Gaziantep 2. Asliye Ticaret Mahkemesi’nin 24/06/2020Tarih, 2018/1351 Esas 2020/449 Karar sayılı kararı aleyhine davalı vekili istinaf başvurusunda bulunduğundan dosyanın yapılan incelemesi sonunda;

GEREĞİ DÜŞÜNÜLDÜ:
Davacı vekili dava dilekçesinde özetle; müvekkilinin 01/02/2016 günü ……’nün sevk ve idaresindeki …. ile …. sevk ve idaresindeki ….aracın çarpışması neticesinde meydana gelen trafik kazasında yaralandığını, ….plakalı aracın sigortası …. Sigorta A.Ş adına olduğunu, ancak şirketin iflası nedeniyle faaliyeti sona erdiğinden davalının zarardan sorumlu olduğunu, yapılan başvuruya rağmen cismani hasar bedelinin ödemesinin yapılmadığını, tüm bu nedenlerle 100 TL maluliyet, 50 TL geçici iş göremezlik, 50 TL bakıcı giderinin ilk başvuru tarihinden itibaren işleyecek temerrüt faizi ile birlikte davalıdan alınarak müvekkiline ödenmesine karar verilmesini talep etmiş, yargılama aşamasında talebini HMK’nın 107/2. maddesi gereğince 55.727,92 TL olarak arttırmıştır.

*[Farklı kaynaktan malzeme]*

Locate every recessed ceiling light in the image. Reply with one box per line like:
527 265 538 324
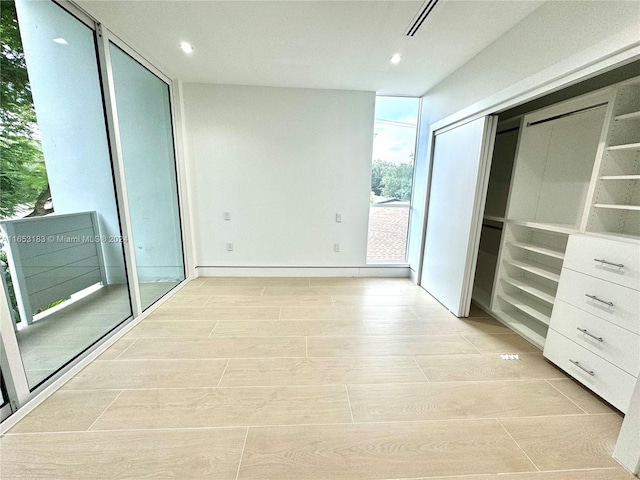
389 53 402 65
52 38 67 45
180 42 193 54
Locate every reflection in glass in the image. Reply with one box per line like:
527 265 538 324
0 0 132 388
109 44 185 310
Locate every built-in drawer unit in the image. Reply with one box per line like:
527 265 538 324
550 300 640 376
563 235 639 290
544 233 639 412
556 268 640 334
545 330 636 412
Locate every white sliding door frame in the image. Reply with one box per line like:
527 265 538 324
96 25 143 317
99 27 193 284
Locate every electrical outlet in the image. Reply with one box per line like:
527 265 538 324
223 211 231 221
334 243 340 252
336 213 342 223
226 242 233 251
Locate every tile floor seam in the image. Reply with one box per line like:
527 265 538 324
4 425 250 437
544 379 589 414
372 473 614 480
113 338 139 360
85 390 124 432
344 385 355 423
207 320 220 338
202 295 214 307
495 418 540 472
459 334 483 354
412 356 431 382
217 359 231 388
7 417 579 437
235 427 250 480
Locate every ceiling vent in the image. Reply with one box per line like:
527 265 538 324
404 0 441 36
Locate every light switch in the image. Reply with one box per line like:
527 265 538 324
226 242 233 251
334 243 340 252
336 213 342 223
223 212 231 221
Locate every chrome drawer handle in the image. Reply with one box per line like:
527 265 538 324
570 359 595 376
585 294 614 307
594 258 624 268
576 327 604 342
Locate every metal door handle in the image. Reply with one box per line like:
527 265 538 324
569 359 594 376
585 294 614 307
576 327 604 342
594 258 624 268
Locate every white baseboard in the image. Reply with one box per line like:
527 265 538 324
409 268 418 284
196 265 410 278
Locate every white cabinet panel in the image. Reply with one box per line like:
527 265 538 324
556 268 640 334
551 300 639 376
420 116 497 316
563 235 640 290
544 329 636 413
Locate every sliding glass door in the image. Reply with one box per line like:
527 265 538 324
0 0 186 418
2 0 132 389
109 44 185 311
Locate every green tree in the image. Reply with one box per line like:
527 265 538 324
0 0 50 218
382 162 413 201
370 159 394 196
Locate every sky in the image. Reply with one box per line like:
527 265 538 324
372 96 419 165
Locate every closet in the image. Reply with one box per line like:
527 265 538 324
471 75 640 412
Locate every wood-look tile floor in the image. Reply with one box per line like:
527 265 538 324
1 277 634 479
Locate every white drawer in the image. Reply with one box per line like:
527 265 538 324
549 300 640 376
556 268 640 335
564 235 640 290
544 330 636 413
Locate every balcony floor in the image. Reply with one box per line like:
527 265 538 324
15 282 178 387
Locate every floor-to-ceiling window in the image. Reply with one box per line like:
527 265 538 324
0 0 186 419
366 96 420 263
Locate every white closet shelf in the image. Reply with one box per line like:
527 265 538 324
509 240 565 260
614 111 640 121
502 276 556 305
498 292 552 326
509 220 578 235
593 204 640 211
504 258 561 282
493 310 546 350
600 175 640 181
608 143 640 151
483 215 505 223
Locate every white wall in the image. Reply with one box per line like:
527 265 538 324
183 84 375 269
408 0 640 271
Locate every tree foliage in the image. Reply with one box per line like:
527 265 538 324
370 160 394 196
371 159 413 201
0 0 49 218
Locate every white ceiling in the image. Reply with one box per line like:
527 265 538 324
77 0 546 96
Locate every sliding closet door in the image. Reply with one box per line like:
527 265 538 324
420 116 497 316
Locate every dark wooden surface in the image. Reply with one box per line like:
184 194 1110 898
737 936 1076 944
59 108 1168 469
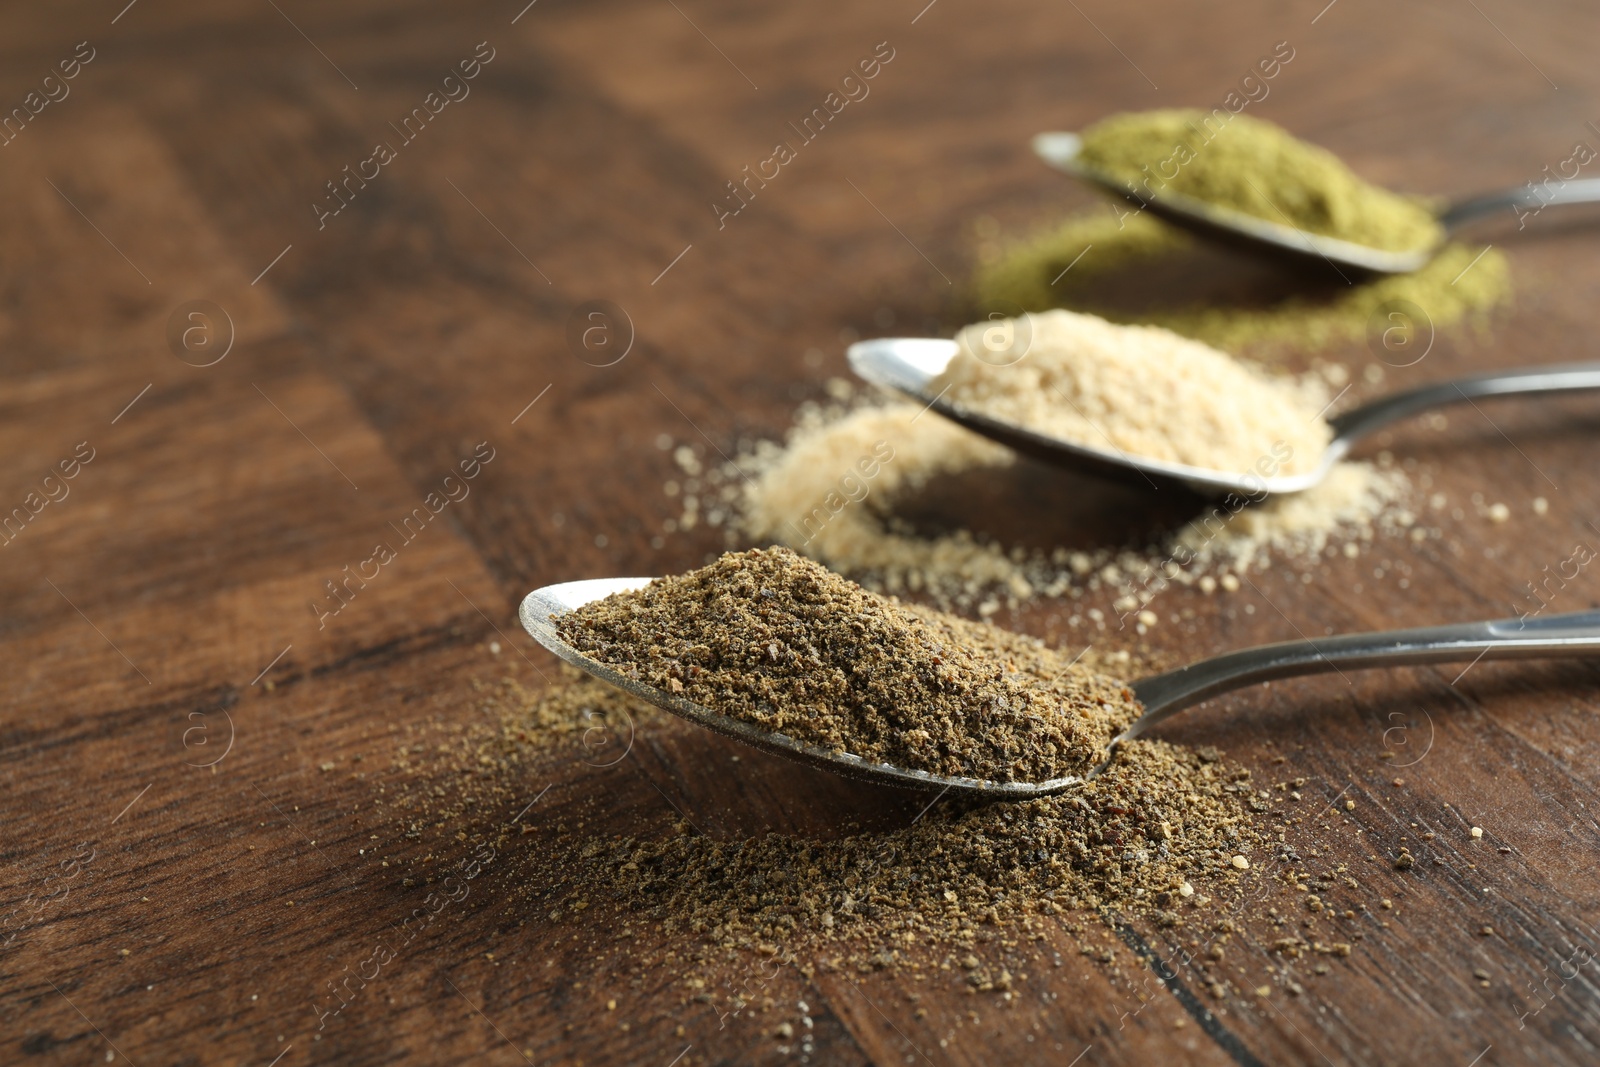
4 1 1600 1064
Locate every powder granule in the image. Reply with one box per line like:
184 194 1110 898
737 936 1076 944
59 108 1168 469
1077 109 1444 253
558 547 1137 783
935 309 1331 475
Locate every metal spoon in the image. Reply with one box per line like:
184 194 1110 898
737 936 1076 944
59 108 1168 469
1033 131 1600 276
848 336 1600 497
520 580 1600 800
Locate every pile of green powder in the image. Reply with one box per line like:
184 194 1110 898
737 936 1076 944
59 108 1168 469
1077 109 1443 253
971 208 1510 355
556 547 1137 784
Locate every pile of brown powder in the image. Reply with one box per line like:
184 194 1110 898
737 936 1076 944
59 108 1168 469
935 309 1331 475
591 727 1266 952
491 669 1273 971
557 546 1138 783
371 664 1406 1013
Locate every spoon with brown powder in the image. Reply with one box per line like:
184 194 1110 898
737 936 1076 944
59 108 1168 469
520 549 1600 799
849 332 1600 498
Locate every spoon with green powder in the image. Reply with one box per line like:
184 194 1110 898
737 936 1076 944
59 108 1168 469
848 331 1600 498
521 570 1600 799
1034 110 1600 275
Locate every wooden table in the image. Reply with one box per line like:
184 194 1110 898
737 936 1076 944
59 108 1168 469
4 0 1599 1063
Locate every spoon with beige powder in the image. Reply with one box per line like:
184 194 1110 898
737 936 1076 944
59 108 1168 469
849 310 1600 498
521 547 1600 799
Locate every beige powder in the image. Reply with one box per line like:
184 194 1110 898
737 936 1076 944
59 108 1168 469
726 389 1414 618
935 310 1331 476
739 402 1024 593
1176 461 1409 570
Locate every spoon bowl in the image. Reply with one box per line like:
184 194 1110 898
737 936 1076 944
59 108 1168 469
848 336 1324 497
1032 131 1437 276
1034 131 1600 277
520 577 1091 798
848 335 1600 498
521 579 1600 799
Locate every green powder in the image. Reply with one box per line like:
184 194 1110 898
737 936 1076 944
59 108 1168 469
971 209 1510 356
1077 109 1444 253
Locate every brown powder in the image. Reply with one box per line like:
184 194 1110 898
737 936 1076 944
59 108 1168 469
557 546 1137 784
593 732 1265 950
483 669 1272 975
364 663 1387 1011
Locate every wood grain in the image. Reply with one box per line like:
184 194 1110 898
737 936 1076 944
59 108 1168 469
4 0 1600 1064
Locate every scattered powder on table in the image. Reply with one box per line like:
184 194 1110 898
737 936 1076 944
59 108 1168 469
1178 461 1404 569
372 670 1392 1002
470 669 1272 975
934 309 1331 475
971 209 1510 357
557 546 1137 784
723 388 1414 615
1076 109 1443 253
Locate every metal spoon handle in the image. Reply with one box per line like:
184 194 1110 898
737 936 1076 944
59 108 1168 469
1441 178 1600 230
1327 362 1600 460
1124 609 1600 740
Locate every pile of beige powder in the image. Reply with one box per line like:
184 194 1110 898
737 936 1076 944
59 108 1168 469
665 379 1422 621
936 310 1332 476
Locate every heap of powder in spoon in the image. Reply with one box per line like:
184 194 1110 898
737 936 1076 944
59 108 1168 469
556 546 1139 784
932 309 1332 476
1077 109 1444 253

Davalı vekili cevap dilekçesinde özetle; usulüne uygun başvurunun yapılmadığını, …..Sigorta A.Ş.’nin Başbakanlık Hazine Müsteşarlığı tarafından el konulduğunu, bu şirket tüm ödeme işlemlerini kendi bünyesinde gerçekleştirmekte olduğunu, müvekkil şirkete devrin söz konusu olmadığını tüm bu nedenlerle husumet itirazında bulunduklarını, davanın …..Sigorta A.Ş ve sürücü işleten konumundaki …. ne davanın ihbarını, sorumluluğun teminat limiti ve kusur oranıyla sınırlı olduğunu, kusur ve maluliyet raporunun atk dan alınması gerektiğini, geçici iş göremezlik ve bakıcı giderinin teminat dışında olduğunu, sgk dan yapılan indirimin hesapta tenzil edilmesi gerektiğini, dava tarihinden yasal faizin işletilmesi gerektiğini tüm bu nedenlerle davanın reddine karar verilmesini talep etmiştir.

Mahkemece yapılan yargılama sonunda davanın kısmen kabulü ile davanın kalıcı maluliyet, geçici iş göremezlik ve bakıcı gideri yönünden taleplerin kabulüne, kalıcı maluliyet yönünden 25.227,64 TL, geçici iş göremezlik yönünden 15.666,13 TL, bakıcı gideri yönünden ise 864,67 TL tazminatın 28/09/2018 tarihinden itibaren işleyecek yasal faizi ile birlikte davalıdan alınarak davacıya verilmesine karar verilmiştir.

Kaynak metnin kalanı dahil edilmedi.